Washougal and Camas city council members also expressed their support, adding that the cities and their businesses must be prepared for an influx of visitors this summer.
“My mind’s already spinning about attracting tourism to downtown Washougal and downtown Camas, and what we can do to better welcome the guests when they come,” Washougal city councilmember David Stuebe said. “I like the idea of the motorcoaches, being able to shuttle (the passengers) around to the different advantages that we have in Camas and Washougal — the dike trail, Cottonwood Park, Pendleton (Woolen Mill Outlet Store), the heritage museum, downtown Camas. There’s a lot of great things for these people to come and see. But June 8 is pretty soon, so we have to make sure we’re prepared for that. That’s a lot of people to, all of a sudden, flood into a town.”

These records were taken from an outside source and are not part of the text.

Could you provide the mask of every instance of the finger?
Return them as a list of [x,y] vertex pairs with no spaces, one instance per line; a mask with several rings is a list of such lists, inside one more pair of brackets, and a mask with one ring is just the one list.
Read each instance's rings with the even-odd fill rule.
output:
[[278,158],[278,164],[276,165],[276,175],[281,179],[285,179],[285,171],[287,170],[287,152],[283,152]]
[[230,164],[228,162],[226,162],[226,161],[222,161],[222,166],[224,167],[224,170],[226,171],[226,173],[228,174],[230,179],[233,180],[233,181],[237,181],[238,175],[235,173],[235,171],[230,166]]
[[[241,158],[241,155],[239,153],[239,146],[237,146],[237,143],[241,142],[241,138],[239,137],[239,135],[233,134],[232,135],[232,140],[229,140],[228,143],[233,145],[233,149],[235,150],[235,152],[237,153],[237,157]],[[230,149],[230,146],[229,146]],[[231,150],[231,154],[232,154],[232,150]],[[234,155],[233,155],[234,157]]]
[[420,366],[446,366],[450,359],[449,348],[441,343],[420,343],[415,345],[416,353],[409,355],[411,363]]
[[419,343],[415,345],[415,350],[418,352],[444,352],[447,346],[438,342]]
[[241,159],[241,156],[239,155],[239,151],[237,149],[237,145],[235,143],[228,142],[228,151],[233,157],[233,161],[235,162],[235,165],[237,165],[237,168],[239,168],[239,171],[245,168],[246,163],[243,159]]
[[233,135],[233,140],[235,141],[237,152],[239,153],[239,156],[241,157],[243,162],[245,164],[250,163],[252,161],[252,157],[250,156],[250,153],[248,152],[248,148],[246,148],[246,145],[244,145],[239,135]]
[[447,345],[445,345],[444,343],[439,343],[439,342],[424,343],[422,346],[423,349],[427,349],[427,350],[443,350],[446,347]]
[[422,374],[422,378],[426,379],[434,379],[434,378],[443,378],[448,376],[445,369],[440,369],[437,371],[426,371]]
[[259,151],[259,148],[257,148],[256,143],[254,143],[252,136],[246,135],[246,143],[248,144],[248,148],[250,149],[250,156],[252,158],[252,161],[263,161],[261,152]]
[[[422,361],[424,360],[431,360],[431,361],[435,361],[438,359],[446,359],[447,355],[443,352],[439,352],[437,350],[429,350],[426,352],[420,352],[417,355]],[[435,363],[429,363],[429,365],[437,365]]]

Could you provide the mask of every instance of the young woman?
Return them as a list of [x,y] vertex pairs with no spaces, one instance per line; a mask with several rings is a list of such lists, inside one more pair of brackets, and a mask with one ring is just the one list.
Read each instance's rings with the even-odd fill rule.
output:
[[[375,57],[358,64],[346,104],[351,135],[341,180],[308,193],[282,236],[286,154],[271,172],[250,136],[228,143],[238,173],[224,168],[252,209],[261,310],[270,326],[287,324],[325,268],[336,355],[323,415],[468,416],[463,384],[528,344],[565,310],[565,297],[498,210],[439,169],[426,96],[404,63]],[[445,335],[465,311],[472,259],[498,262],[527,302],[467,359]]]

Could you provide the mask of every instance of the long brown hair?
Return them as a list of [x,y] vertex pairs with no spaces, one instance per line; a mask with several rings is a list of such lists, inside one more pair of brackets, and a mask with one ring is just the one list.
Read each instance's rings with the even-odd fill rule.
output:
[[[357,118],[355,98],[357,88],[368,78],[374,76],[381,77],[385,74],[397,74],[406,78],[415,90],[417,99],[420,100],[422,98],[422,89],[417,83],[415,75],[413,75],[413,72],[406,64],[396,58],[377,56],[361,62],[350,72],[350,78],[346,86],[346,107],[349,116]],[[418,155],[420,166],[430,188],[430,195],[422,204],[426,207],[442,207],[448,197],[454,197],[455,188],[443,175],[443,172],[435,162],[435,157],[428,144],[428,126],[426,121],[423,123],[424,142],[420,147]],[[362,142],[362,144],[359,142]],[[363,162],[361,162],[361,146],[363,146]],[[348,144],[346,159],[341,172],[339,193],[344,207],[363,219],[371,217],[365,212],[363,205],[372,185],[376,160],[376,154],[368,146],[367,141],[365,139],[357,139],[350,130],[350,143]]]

Camas City Council member Bonnie Carter said she is “excited and willing to talk more” about how the agreement could benefit East Clark County.
“I think this is a great opportunity for both cities to show tourists what we have,” she said. “(We want to) get on board to support this because we need to notify all of the business owners in these areas. They need to know and be prepared for a potential ‘X’ number of tourists that are going to be visiting their businesses so they don’t miss that opportunity.”
Hartfield said that AQSC motorcoach drivers will solidify their Camas and Washougal routes “in the next few weeks.”
“We have an incredible short excursion team that works continuously with communities to find the best places to come to,” she said. “They are wonderful about giving all of the advance notice, the number of guests that are on board for that particular voyage, so (business owners) have an idea of how to plan. We want to start working with (city officials) to identify those locations that our guests may want to visit. We try to offer them a lot of different things. We find that we always have to have incredible shopping stops because they do like to spend money in communities. We also like to have some sort of historical site to it as well.”
Commissioners ‘recognize the environmental impact’ of vessel
The commissioners also expressed their concerns about the potential impact of the vessel’s diesel emissions.
“We’ve had some discussions in the past about the environmental impact of the boat, primarily that it goes through a lot of diesel as it chugs up and down the river,” Spencer said. “When we went out and toured it (on Monday, March 14), I did ask some questions about how they treat their wastewater and garbage and whatnot, and it actually sounds like a pretty clean operation in most ways.
“But global warming and emissions are still a big thing. My recommendation is that we go ahead and improve this and immediately turn around and start working with them and make some suggestions or perhaps help them find funding to switch over to electric if they can or find opportunities for offsets. We want to recognize the environmental impact that we’re having and try to find a way to lessen it.”
Commissioner Cassi Marshall said that the environmental concerns “weigh heavy” on her.
“I also think things are changing so rapidly with state and federal legislation, and there may be opportunities for funding that maybe we can help with,” Marshall said. “We have Jennifer Taylor on board now, and she is in the know about all kinds of environmental opportunities.
“Also, I know our Port, and Jennifer specifically, works closely with the Port of Vancouver, which has an excellent environmental team, and is also the starting spot (for the American Empress’ Columbia River tours). We have really good partners with this, so I’m hopeful that we can move forward with some kind of mitigation down the line.”